Some years ago, the counter clerk at my Bangkok apartment phoned me in my room to tell me they had forgotten to charge me for my water consumption on my last rent notice. When I eventually went down to pay her, she grabbed a calculator before telling me that 2 units of water @ B 16 was going to cost me B 32.

and when you gave her 40 baht she probably had to use the same calculator to calculate the change....

100 - 91.75? You are expecting too much!

 

85 Baht cost, 100 Baht given. Calculator!

 

Worst ever:

Tesco, cost 315 Baht, given 1015 Baht.

Dumb nut hammers 1000 Baht to the cash register.

Then realizes that something is wrong.

Thinking, thinking... then taking a pencil and a notebook.

(seems they don't have calculators at Tesco)

Obviously doubting the result.

Then shouting over to a colleague.

Response: 700! OK!

Fortunately no long queue.

 

  • Author

I have had this experience, too, of course, and now I just hold the loose change in my hand where the person can see it and ask for the coins if required. But 91.75 to 100 doesn't need calculation - just counting: 92, 93, 94 and so on. I was surprised that the lad couldn't do that.

40 minutes ago, Ombra said:

I have had this experience, too, of course, and now I just hold the loose change in my hand where the person can see it and ask for the coins if required. But 91.75 to 100 doesn't need calculation - just counting: 92, 93, 94 and so on. I was surprised that the lad couldn't do that.

 

I would not expect any better from a young till-worker in the UK:

 

Bill: £2.27.

 

Cash tendered: £10.00 note.

 

Change calculated and "talked back" into the customers hand thus:

 

"£2.27 plus 1 is 28, 2 is 30, 20 is 50, 50 is £1.00, plus 2 is 3.00, another 2 is 5.00 and 5 is £10.00"

 

Is much appreciated by "older" customers in the UK.

 

And frequently provokes admiration and surprise (from young and old) that someone can still calculate and do it the "old fashioned" way.

 

 

 

2 hours ago, Ombra said:

That skill has naturally declined, but I saw the amusing depths to which it has sunk a couple of days ago in 7/11 when I bought a litre of milk.

Your mom was shopping in a Thai 7/11?

I think not, and I dispute any skills have declined, Thais just never had those skills.

 

On second thoughts, maybe you logic skills have declined.

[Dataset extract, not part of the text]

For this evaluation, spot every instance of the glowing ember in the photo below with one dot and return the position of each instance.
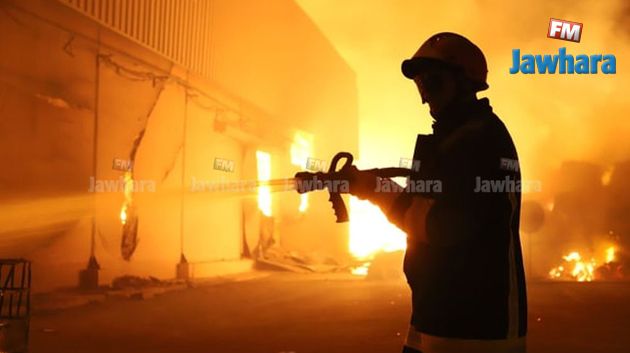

Today in central festival looking at sandals. 700 baht and the assistant pipes up “30% discount,” and then gets his calculator out. In my head: 3 x 7 = 21 add a zero and deduct from 700 = 490. Still tapping away I say “490?” A few taps later “490 baht sir”.

I think the old style educational approach was very good but got lost with the introduction of the calculator and the move away from traditional teaching.